Silverman Lab's Microbial Scale Data Repository

MUTT: Microbiome Utilizing Total Taxa

Authors: Maxwell Konnaris, Justin Silverman MD PhD

Contributors: Manan Saxena

Maintainers: Maxwell Konnaris, Justin Silverman MD PhD

Affiliation: Pennsylvania State University

Download and install

Before download, make sure gitlfs is installed.

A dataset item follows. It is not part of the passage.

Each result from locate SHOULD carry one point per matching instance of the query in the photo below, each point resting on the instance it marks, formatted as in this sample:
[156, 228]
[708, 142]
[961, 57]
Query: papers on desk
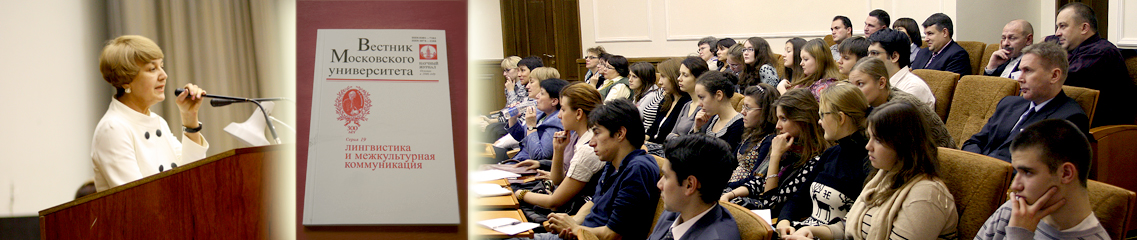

# HTTPS (you’ll be prompted for a username and your PAT as password)
git clone https://github.com/Silverman-Lab/mutt.git

#—or via SSH (if you’ve added your SSH key to GitHub)
git clone git@github.com:Silverman-Lab/mutt.git

and then in R:

# Check working directory:
getwd()

# cd into the cloned directory:
setwd("path/to/mutt")

# Either:
# load the package into your session without installing:
devtools::load_all(".")

# Or, to build & install it so it behaves like any other installed package:
devtools::install_local(".", dependencies = TRUE)
# (or: remotes::install_local(".", dependencies = TRUE))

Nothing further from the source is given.